Although it was launched in 2018 to the US market, it has been in use for years in Japan.

In the ongoing pursuit of better performing and more fuel efficient vehicles, there is a drive for innovations among lubricant manufacturers and their OE partners. This has resulted in a worldwide push for increased fuel efficiency, and oil plays a major role. Although the move from a 0W-20 to 0W-16 may seem to be a relatively small change, it can lead to an increase in fuel economy of up to 2%, which is a significant improvement to auto manufacturers.

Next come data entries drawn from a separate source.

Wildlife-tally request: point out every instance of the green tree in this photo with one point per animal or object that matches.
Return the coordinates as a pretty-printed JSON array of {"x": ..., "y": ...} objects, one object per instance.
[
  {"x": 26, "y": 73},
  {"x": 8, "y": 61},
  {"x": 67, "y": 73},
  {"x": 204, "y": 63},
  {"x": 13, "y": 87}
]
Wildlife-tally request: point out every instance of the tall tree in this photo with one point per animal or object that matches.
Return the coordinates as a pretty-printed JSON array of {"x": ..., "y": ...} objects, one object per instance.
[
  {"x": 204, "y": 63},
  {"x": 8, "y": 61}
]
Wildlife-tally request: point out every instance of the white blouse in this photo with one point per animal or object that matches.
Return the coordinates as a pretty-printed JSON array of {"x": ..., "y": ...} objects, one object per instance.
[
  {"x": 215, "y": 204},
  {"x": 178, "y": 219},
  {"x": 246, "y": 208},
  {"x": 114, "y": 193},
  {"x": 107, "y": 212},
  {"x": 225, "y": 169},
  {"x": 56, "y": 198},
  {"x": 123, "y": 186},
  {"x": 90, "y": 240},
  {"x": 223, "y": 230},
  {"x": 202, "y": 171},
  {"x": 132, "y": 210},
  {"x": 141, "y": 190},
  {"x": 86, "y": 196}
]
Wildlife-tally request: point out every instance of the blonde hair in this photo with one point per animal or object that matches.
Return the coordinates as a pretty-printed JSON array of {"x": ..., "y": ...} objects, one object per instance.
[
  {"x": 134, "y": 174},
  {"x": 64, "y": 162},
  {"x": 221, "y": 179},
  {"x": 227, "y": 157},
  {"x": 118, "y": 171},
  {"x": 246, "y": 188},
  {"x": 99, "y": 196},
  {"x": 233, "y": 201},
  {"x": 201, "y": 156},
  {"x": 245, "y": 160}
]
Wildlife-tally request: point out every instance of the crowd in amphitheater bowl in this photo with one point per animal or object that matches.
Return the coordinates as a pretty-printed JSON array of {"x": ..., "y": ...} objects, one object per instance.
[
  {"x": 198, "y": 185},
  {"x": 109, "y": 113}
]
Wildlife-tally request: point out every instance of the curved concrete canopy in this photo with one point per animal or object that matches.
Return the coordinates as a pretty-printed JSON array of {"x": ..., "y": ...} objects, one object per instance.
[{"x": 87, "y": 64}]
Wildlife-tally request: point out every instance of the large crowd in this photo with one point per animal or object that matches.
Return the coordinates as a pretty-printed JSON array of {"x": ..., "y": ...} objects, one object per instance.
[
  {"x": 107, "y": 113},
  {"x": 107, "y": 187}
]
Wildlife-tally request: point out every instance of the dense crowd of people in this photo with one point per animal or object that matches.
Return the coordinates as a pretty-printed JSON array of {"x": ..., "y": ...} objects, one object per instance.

ENEOS has answered many inquiries regarding the ever increasing use of lighter oils and their ability to protect the internal engine components. The short answer is: yes these oils are sufficiently capable of protecting modern engines, which have evolved, as have some of their key components, to accommodate lighter oils. There are now variable displacement oil pumps that can deliver the required volume and pressure as needed and create less drag on the engine. 

As mentioned, lower viscosity oils also can contribute to increases in fuel economy through decreased fluid friction.

On the other hand, some advancements in technology require lower viscosity oil. In the case of Variable Valve Timing (VVT), the use of improper viscosity can cause sluggish performance of the VVT actuator, which can cause engine malfunction codes and drivability issues.

If questions about viscosity arise, refer to your vehicle owner’s manual. It should recommend 0W-16 API SN Resource Conserving oil. Some owner’s manuals also state 0W-20 can be used if 0W-16 is not available, but should be changed back to 0W-16 at the next oil change. Owner’s manuals also state that 0W-16 is the best choice for fuel economy and cold weather starting.

Finally, with this shift to lower viscosities is the introduction of a new ILSAC standard. Starting in 1990, ILSAC created the GF-1 standard indicating the minimum requirement for oil used in American and Japanese automobiles. The last upgrade, to GF-5, was introduced in October 2010 for 2011 and newer vehicles.

As of 2020, the current standard is GF-6, which is broken down into two categories: GF-6A for 0W-20, 5W-20, 5W-30, and GF-6B for 0W-16. GF-6A will be backwards compatible, but GF-6B will not as it was intended to address 0W-16, a new viscosity grade.

Overall, 0W-16 is a lower viscosity motor oil which provides higher performance and better fuel economy. It’s been created and tested in partnership with Japanese automotive manufacturers, whose latest vehicles have been designed to use it.

Meanwhile, 0W-8 is already in use in Japan, and it is on the horizon for North America.

ENEOS 0W-16 [Part #3251-300] was one of the first to market in the US and Canada due to our relationship in testing and helping create new automotive standards for Asian OEMs. It is 100% fully synthetic Group III+ base oil, which provides the best Viscosity Index of all base oils, combined with carefully selected additives based on tests with many types of engines to help prevent deposits and sludge while enabling remarkably quick engine starts and response, even at cold temperatures.